Senin, 25/11/2024 22:32 WIB

Korsel: Jepang Menganggap Kita Musuh

Seoul mengumumkan pekan lalu bahwa pihaknya tidak akan memperbarui Perjanjian Keamanan Umum Informasi Militer (GSOMIA), yang ditandatangani pada tahun 2016.

Kim Hyun-chong, wakil kepala Kantor Keamanan Nasional, menyatakan penyesalan yang kuat atas langkah Jepang untuk menghapus Korea Selatan dari daftar putih mitra dagang preferensial di kantor kepresidenan di Seoul pada 28 Agustus 2019. Foto oleh Yonhap

Jakarta, Jurnas.com - Seorang Pejabat Pemerintah Korea Selatan sangat menyesalkan dikeluarkannya daftar putih Jepang dari mitra dagang dan mengatakan bahwa Perdana Menteri Jepang Shinzo Abe memperlakukan Seoul sebagai musuh. Langkah itu, yang diumumkan Jepang awal bulan ini, secara resmi mulai berlaku pada hari Rabu.
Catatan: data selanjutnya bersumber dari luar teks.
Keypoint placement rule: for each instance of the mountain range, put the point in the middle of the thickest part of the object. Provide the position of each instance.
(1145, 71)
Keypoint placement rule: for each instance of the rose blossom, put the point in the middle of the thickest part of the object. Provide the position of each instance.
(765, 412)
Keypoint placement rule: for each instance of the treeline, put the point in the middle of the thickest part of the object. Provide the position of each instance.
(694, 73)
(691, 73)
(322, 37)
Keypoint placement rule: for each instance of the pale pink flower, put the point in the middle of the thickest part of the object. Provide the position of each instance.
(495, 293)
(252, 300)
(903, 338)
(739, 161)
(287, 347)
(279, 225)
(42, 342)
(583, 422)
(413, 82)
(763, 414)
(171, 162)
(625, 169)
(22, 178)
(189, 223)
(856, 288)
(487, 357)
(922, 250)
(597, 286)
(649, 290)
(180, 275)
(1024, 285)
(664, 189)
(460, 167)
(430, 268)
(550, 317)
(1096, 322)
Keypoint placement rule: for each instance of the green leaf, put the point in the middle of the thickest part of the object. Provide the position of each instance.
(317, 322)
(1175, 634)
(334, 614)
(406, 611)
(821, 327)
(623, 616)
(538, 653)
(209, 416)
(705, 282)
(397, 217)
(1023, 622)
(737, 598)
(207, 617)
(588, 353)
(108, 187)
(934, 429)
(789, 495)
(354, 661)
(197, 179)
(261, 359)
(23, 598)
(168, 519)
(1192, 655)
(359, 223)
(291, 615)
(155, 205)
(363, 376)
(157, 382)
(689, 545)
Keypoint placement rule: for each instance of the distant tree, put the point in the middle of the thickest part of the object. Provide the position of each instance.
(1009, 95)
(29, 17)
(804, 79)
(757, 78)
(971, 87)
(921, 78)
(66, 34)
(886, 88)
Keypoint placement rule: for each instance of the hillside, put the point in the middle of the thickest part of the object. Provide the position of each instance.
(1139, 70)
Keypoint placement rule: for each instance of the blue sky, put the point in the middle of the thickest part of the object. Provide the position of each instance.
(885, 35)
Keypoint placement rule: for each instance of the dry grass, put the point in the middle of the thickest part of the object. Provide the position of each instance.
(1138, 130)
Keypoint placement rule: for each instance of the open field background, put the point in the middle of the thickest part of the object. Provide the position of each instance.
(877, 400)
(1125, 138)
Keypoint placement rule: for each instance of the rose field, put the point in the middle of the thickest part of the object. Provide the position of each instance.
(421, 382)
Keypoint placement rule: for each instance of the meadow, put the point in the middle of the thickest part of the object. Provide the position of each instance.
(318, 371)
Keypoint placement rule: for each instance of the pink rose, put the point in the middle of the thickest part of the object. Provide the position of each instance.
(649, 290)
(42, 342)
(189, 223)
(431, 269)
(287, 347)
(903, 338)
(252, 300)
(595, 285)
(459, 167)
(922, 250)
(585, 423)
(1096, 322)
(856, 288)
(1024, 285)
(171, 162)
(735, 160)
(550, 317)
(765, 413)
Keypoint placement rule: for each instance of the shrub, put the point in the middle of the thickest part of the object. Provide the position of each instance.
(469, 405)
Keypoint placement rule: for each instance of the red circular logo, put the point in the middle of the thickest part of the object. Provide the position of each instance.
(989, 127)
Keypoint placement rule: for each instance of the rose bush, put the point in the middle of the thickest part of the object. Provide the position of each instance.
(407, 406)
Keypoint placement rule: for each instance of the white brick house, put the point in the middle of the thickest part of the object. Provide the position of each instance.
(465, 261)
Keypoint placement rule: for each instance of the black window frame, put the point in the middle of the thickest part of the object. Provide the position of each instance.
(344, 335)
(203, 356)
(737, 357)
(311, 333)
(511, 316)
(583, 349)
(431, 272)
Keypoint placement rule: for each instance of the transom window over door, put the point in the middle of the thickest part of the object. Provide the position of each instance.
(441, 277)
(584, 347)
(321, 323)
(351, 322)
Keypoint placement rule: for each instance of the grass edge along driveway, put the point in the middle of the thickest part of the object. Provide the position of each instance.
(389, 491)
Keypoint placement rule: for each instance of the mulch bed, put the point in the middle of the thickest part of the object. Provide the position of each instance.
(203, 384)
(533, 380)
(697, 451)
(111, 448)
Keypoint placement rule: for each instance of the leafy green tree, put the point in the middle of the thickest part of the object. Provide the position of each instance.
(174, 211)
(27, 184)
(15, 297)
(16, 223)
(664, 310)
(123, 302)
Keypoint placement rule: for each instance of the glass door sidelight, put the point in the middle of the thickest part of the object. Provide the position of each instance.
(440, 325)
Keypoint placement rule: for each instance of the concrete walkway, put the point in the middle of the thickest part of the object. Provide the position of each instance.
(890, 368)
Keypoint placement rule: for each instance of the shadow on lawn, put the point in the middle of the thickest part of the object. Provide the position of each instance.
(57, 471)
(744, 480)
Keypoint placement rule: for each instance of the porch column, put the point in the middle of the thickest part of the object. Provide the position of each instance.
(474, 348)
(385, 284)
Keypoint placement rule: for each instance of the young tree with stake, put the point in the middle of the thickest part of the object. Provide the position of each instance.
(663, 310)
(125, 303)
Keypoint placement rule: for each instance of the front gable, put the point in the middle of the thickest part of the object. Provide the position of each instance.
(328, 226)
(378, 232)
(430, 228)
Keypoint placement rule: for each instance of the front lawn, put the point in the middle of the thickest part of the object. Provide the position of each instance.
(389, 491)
Dalam sebuah konferensi pers, Wakil Penasihat Keamanan Nasional Kim Hyun- chong menyebut penghapusan daftar putih sebagai "pembalasan ekonomi" atas putusan Mahkamah Agung Korea Selatan tahun lalu bahwa perusahaan-perusahaan Jepang harus membayar kompensasi kepada para korban Korea dari kerja paksa di masa perang.

"Pemerintah Korea Selatan sangat menyesalkan tindakan terbaru yang diambil oleh Jepang," kata Kim dilansir UPI.

"Tokoh-tokoh terkemuka di Jepang berbicara seolah-olah Korea adalah negara yang tidak dapat dipercaya yang tidak mematuhi hukum internasional," tambah Kim.

"Lebih jauh, Perdana Menteri Abe berkomentar dua kali bahwa Korea tidak bisa dipercaya dan memperlakukan kita seperti musuh."

Jepang telah lama berargumen bahwa semua klaim reparasi masa perang diselesaikan oleh perjanjian bilateral 1965 yang menormalisasi hubungan antara kedua negara, yang sebagian di antaranya memerlukan hibah $ 300 juta dalam bantuan ekonomi dan sekitar $ 500 juta dalam pinjaman pembangunan.

Namun, pengadilan Korea Selatan telah memutuskan bahwa kesepakatan itu tidak membahas pelanggaran HAM yang diderita para korban.

Penasihat keamanan itu juga membela keputusan Korea Selatan untuk menarik diri dari pakta intelijen berbagi militer dengan Jepang, dengan mengatakan bahwa kepercayaan antara kedua negara telah dirusak.

Seoul mengumumkan pekan lalu bahwa pihaknya tidak akan memperbarui Perjanjian Keamanan Umum Informasi Militer (GSOMIA), yang ditandatangani pada tahun 2016.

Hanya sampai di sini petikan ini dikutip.